Sender: "Linux-nvme" <linux-nvme-bounces@lists.infradead.org>
Errors-To: linux-nvme-bounces+linux-nvme=archiver.kernel.org@lists.infradead.org


>> Hey Mike,
>>
>>>> The point is: blk_path_error() has nothing to do with NVMe errors.
>>>> This is dm-multipath logic stuck in the middle of the NVMe error
>>>> handling code.
>>>
>>> No, it is a means to have multiple subsystems (to this point both SCSI
>>> and NVMe) doing the correct thing when translating subsystem specific
>>> error codes to BLK_STS codes.
>>
>> Not exactly, don't find any use of this in scsi.
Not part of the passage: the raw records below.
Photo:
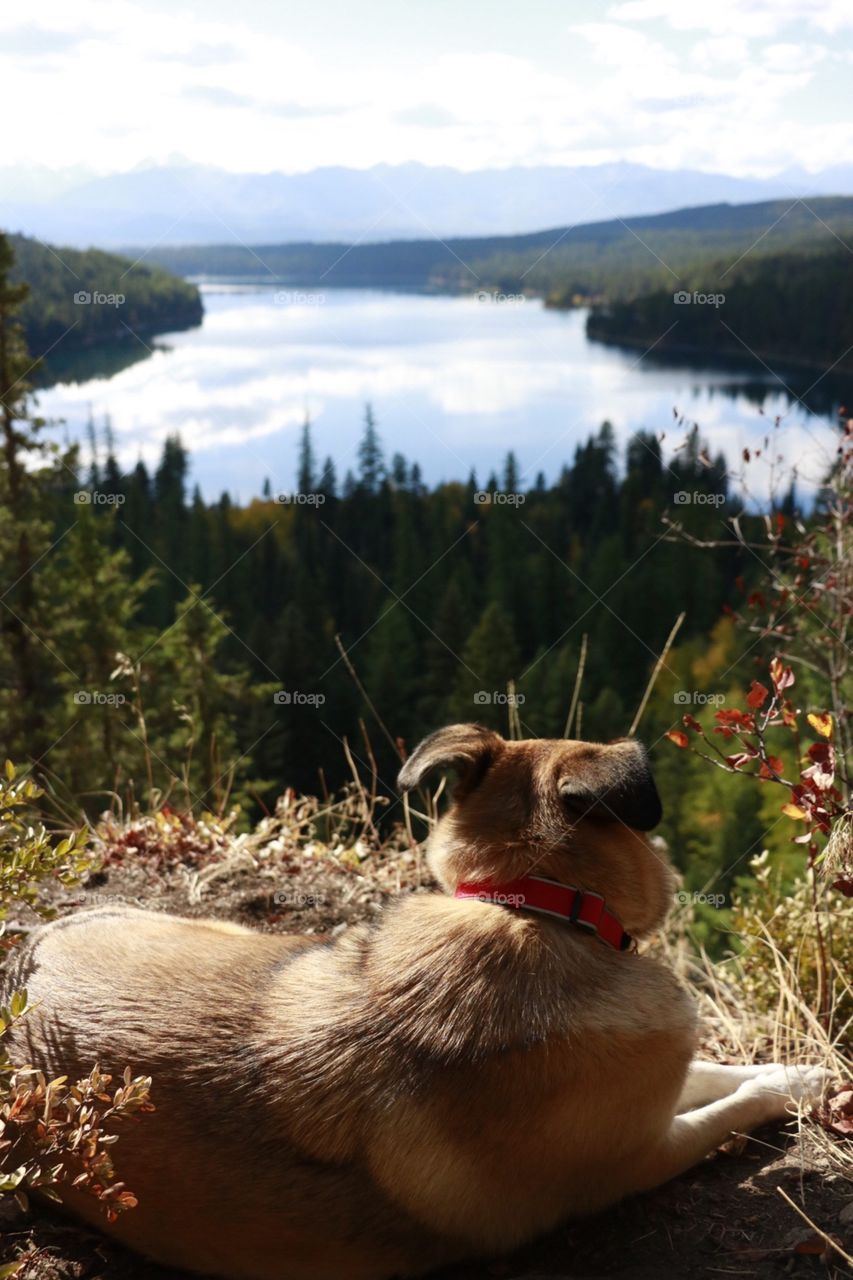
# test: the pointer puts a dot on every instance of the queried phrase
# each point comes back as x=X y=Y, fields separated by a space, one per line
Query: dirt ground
x=724 y=1217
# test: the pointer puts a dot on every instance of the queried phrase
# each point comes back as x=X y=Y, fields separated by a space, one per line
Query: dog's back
x=448 y=1082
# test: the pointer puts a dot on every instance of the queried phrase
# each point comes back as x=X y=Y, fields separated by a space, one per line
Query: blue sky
x=739 y=86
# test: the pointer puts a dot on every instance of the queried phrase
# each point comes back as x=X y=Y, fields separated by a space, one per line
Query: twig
x=575 y=693
x=395 y=745
x=815 y=1226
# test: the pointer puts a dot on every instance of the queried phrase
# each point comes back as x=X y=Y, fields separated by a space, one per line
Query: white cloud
x=706 y=85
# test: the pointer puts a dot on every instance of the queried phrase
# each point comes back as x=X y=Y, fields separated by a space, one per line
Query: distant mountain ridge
x=201 y=205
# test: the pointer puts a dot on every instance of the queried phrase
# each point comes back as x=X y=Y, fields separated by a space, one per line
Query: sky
x=748 y=87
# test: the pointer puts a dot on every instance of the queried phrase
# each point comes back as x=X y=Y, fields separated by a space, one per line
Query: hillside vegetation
x=86 y=297
x=619 y=257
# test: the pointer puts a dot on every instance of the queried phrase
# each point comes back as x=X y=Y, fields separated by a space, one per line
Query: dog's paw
x=781 y=1087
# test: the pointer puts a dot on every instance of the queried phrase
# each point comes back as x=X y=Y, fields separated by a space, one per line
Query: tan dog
x=446 y=1083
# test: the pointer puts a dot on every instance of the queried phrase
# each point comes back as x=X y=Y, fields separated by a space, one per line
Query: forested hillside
x=617 y=257
x=793 y=306
x=153 y=640
x=86 y=297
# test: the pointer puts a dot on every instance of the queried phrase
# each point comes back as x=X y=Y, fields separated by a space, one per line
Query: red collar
x=548 y=897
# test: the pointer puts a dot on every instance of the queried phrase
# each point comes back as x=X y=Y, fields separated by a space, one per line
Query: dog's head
x=575 y=812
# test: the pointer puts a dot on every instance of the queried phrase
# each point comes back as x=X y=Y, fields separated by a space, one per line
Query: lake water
x=454 y=383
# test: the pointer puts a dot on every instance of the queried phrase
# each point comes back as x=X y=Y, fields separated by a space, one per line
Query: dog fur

The purpose is to make
>> sure that nvme and dm speak the same language.
> 
> SCSI doesn't need to do additional work to train a multipath layer
> because dm-multipath _is_ SCSI's multipathing in Linux.

Agree.

> So ensuring SCSI properly classifies its error codes happens as a
> side-effect of ensuring continued multipath functionality.
> 
> Hannes introduced all these differentiated error codes in block core
> because of SCSI.  NVMe is meant to build on the infrastructure that was
> established.

Yes, exactly my point. blk_path_error is designed to make nvme and 
dm-multipath speak the same language.

>>> If you, or others you name drop below, understood the point we wouldn't
>>> be having this conversation.  You'd accept the point of blk_path_error()
>>> to be valid and required codification of what constitutes a retryable
>>> path error for the Linux block layer.
>>
>> This incident is a case where the specific nvme status was designed
>> to retry on the same path respecting the controller retry delay.
>> And because nvme used blk_path_error at the time it caused us to use a
>> non-retryable status to get around that. Granted, no one had
>> dm-multipath in mind.
>>
>> So in a sense, there is consensus on changing patch 35038bffa87da
>> _because_ nvme no longer uses blk_path_error. Otherwise it would break.
> 
> "break" meaning it would do failover instead of the more optimal local
> retry to the same controller.
> 
> I see.  Wish the header for commit 35038bffa87da touched on this even a
> little bit ;)

I think it did, but maybe didn't put too much emphasis on it.

> But AFAICT the patch I provided doesn't compromise proper local retry --
> as long as we first fix nvme_error_status() to return a retryable
> BLK_STS for NVME_SC_CMD_INTERRUPTED -- which I assumed as a prereq.
> 
> Think of blk_path_error() as a more coarse-grained "is this retryable or
> a hard failure?" check.  So for NVME_SC_CMD_INTERRUPTED,
> nvme_error_status() _should_ respond with something retryable (I'd
> prefer BLK_STS_RESOURCE to be honest).

But blk_path_error semantically mean "is this a pathing error", or at
least that what its name suggest.

> And then nvme_failover_req() is finer-grained; by returning false it now
> allows short-circuiting failover and reverting back to NVMe's normal
> controller based error recovery -- which it does for
> NVME_SC_CMD_INTERRUPTED due to "default" case in nvme_failover_req().
> 
> And then the previous nvme_error_status() classification of retryable
> BLK_STS obviously never gets returned up the IO stack; it gets thrown
> away.

I see what you are saying. The issue is that the code becomes
convoluted (it's a pathing error, oh wait, no its not a pathing error).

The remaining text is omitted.